The Peace Bell is a monument to abolishing nuclear weapons. All who visit are invited to ring the bell. Doing so casts a prayer for world peace. It is a grand structure and the magnanimous bell strikes loudly for everyone in the park to hear. The constant ringing is a welcoming sound.
Origami cranes have come to be synonymous with Hiroshima, signifying the victims of the nuclear weapon that decimated Hiroshima in 1945. Sadako Sasaki was a toddler when the blast hit and by age 9 developed leukemia. She believed if she could fold 1,000 paper cranes her wish to be healed would be granted. When she ran out of oragami paper, she used tissues, napkins, and candy wrappers. She died before she was able to complete the project, and her classmates at school decided to finish the project in her honor. The project has never stopped, and the cranes are housed at the Children’s Monument. It is overpowering and overwhelming to see the vast number of hanging cranes here. Everyone who visits is invited and welcome to bring additional cranes to add to the growing number. Our children had been gifted cranes by passersby and they willingly left them here.
Flame of Peace
19 years after the bomb was dropped, this monument was erected and the flame was lit as a sign to the world that nuclear weapons have no place on the Earth. It will burn until all nuclear weapons have been eliminated. To date, 200 countries have signed the nonproliferation of nuclear weapons treaty.

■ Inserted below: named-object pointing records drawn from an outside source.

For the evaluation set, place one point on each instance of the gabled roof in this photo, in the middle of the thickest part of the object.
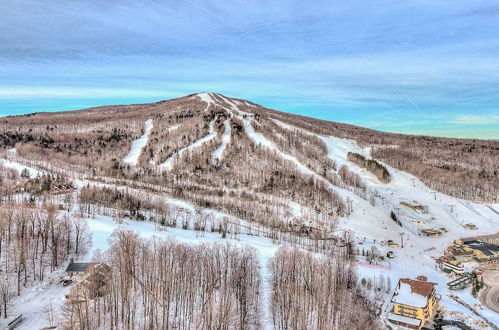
(413, 292)
(78, 266)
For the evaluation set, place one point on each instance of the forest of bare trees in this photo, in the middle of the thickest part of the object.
(162, 284)
(317, 292)
(35, 241)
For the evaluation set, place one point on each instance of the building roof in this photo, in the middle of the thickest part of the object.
(78, 266)
(413, 292)
(404, 319)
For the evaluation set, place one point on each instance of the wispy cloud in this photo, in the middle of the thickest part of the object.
(388, 63)
(475, 120)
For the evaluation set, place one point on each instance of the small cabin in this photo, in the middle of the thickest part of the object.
(78, 268)
(470, 226)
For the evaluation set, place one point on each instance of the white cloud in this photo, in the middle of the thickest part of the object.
(475, 120)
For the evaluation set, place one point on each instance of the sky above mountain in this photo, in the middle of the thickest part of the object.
(423, 67)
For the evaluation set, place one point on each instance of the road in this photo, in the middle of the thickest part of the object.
(490, 296)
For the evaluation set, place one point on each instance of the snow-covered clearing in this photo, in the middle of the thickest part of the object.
(102, 228)
(138, 145)
(33, 172)
(225, 139)
(167, 164)
(372, 224)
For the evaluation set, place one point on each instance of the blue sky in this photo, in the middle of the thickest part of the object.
(424, 67)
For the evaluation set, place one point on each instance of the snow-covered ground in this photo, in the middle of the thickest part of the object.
(138, 145)
(206, 97)
(372, 224)
(167, 164)
(368, 224)
(225, 139)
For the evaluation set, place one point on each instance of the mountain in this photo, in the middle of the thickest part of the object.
(230, 130)
(208, 168)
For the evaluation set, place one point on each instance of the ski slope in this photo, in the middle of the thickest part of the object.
(226, 136)
(138, 145)
(206, 97)
(168, 163)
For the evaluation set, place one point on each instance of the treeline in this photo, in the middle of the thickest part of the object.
(465, 171)
(350, 178)
(311, 231)
(371, 165)
(35, 241)
(317, 292)
(163, 284)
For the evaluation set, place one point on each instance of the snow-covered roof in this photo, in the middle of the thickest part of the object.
(412, 292)
(404, 319)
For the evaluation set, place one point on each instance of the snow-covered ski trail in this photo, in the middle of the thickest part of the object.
(138, 145)
(226, 136)
(167, 164)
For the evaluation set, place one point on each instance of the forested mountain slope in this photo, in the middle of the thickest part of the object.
(244, 145)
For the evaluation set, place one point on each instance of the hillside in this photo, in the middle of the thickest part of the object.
(205, 169)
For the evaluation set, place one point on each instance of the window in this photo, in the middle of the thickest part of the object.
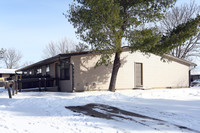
(65, 70)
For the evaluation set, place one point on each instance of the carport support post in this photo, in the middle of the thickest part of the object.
(13, 88)
(8, 87)
(39, 84)
(16, 86)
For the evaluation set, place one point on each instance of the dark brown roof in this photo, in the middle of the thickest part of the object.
(68, 55)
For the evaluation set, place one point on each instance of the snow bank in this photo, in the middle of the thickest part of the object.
(31, 112)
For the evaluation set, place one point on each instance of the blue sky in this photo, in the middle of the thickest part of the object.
(29, 25)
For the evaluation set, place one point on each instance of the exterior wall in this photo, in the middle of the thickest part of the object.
(52, 70)
(66, 85)
(156, 73)
(5, 75)
(86, 76)
(43, 70)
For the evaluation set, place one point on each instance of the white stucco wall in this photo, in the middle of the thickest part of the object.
(156, 73)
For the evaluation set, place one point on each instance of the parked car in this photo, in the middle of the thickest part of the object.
(195, 83)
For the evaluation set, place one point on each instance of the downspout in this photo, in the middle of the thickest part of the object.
(191, 68)
(18, 85)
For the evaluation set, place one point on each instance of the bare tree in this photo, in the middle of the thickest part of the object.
(80, 47)
(11, 58)
(180, 15)
(53, 49)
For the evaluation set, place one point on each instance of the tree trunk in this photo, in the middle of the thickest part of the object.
(116, 67)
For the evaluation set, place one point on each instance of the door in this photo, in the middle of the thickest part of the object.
(138, 74)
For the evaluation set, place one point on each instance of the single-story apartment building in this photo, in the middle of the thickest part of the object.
(195, 75)
(78, 72)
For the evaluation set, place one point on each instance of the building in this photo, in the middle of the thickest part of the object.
(77, 72)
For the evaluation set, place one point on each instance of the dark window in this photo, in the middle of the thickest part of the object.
(65, 70)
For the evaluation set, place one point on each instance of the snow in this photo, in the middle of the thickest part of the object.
(38, 112)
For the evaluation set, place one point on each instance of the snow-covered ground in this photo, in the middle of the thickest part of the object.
(39, 112)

Cenotaph for Atomic Bomb Victims
The names of every victim of the bombing are inscribed in the cenotaph, either on the day or as a result of later radiation. Names are still being added daily. The view through the cenotaph is a perfect vision of the eternal flame lit in front of the Atomic Bomb Dome signifying the full circle of devastation.
The park is a sobering demonstration of the effects of nuclear weapons both as individual monuments and in its entirety. Each piece should be distinguished on its own to paint a picture of the long term effects of war.
►For Kids: The Peace Memorial Park expresses the history of nuclear events in Hiroshima, and the impact they had on so many lives. It also reflects on how these events can and have shaped our future. This place has extremely significant meaning for all mankind and is thoughtfully done as wonderful tribute and can be viewed through the eyes of the young and old alike. Many children died here, so while care should be taken in explaining the events, it should not be shied away from.
From here, a visit to the Peace Memorial Museum and the National Peace Memorial Hall are necessary to understand the full implications of the past and the future.
► Nap-Time Version: The 4 monuments that make up the Peace Memorial Park, including the peace bell, children’s monument, flame of peace and cenotaph. Each has its own story and reason for inclusion. These are honored monuments both to the city, the past, and the future.